Her shoulders lifted in a delicate shrug, and she graciously accepted the change in topics. "When I bought the house, I imagined myself there with a husband and children. I wanted to make the upstairs a nursery, one room for a boy and one for a girl, but I haven't yet because seeing them all fixed up and knowing I have no one to live there will hurt." She paused. "That sounds stupid, doesn't it?"
"Stupid? Nay." Heartbreaking? Aye. For he could never give her the children she craved. And he suddenly longed to see her cradling his son or daughter in her arms. Ah, was there anything sweeter? He should never have mentioned the room, and if she said one more word about them, he might offer her promises he could not keep. Might drop to his knees and swear at the heavens for all that he would never experience.
"What else do you dream about when you are alone?" he asked hoarsely. "What do you secretly crave?"
"Besides another cherry?" she asked, following his lead with a gentle smile.
"Aye. Besides that." He pinched another fruit and placed it at the portal of her lips. Watching him, she chewed, swallowed. Her eyes widened when he leaned over and licked the remaining evidence from the corner of her mouth. "Well, what is your answer?"
"About what?" she asked breathlessly.
His nearness warmed her ear. "Your dreams."
"I dream about what every other woman dreams about, I suppose. Finding my one, true love."

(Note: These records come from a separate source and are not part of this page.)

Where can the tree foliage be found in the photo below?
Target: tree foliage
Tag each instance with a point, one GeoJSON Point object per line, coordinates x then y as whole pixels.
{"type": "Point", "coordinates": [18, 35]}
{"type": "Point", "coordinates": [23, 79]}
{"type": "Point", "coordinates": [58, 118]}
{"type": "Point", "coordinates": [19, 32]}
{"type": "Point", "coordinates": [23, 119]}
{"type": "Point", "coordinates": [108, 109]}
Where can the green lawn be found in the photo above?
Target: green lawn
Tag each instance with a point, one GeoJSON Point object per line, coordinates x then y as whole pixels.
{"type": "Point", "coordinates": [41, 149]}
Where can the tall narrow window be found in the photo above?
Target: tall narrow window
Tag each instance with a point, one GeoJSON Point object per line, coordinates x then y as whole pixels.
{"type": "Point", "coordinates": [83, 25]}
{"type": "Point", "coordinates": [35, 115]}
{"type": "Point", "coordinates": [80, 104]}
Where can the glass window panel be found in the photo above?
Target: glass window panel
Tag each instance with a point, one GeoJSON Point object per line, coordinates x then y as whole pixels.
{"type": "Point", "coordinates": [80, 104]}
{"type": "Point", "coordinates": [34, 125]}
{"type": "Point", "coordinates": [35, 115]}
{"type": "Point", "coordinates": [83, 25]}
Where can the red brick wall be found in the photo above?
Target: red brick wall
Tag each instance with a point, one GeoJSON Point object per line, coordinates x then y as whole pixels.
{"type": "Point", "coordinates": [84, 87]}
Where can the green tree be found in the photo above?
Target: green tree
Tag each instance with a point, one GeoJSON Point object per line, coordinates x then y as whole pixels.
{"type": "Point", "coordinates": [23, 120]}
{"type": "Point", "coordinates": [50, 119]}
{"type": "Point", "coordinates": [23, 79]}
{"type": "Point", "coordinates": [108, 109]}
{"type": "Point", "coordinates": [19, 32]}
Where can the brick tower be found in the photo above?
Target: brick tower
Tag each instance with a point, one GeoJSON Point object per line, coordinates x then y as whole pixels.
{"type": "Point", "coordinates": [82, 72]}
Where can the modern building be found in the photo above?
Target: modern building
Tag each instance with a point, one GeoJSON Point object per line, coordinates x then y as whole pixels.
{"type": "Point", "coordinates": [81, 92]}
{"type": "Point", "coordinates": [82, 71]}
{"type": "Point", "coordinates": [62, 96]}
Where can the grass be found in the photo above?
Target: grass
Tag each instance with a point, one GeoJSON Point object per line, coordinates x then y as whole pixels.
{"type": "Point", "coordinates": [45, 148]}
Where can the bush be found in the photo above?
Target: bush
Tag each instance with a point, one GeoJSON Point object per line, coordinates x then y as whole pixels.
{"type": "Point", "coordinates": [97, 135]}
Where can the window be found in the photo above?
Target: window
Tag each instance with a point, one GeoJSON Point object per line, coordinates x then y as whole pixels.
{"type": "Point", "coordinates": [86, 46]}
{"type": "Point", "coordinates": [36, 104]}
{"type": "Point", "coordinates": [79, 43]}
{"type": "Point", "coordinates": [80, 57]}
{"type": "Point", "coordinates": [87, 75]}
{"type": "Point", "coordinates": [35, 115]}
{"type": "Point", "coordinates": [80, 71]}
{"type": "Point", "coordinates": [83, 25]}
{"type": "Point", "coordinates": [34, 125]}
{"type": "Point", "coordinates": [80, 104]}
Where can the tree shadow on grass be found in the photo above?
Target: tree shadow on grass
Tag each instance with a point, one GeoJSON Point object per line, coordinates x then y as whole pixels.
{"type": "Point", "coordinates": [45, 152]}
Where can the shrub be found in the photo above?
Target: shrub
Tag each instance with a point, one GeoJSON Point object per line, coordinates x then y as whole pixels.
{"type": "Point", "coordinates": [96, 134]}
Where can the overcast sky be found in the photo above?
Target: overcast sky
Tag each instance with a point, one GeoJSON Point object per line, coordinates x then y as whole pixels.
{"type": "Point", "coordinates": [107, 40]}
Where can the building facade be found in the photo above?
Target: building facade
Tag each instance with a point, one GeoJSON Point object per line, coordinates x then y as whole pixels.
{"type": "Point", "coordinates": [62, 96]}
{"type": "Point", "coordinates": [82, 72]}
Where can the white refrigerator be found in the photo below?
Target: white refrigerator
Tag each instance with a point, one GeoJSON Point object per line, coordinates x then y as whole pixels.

"That much I already know." Under the table, he stroked her knee. "Is there nothing else you desire right this moment?"
She hesitated only briefly, giving him the idea she was not truthful with her next words. "There's nothing else I want."
"Then I will just have to do everything in my power to change your mind, will I not?" He didn't wait for her response. "Are you ready to go home?" he asked, the words to begin your next lesson hanging in the air unsaid.
This time, she didn't hesitate with her answer. "Yes. I'm ready."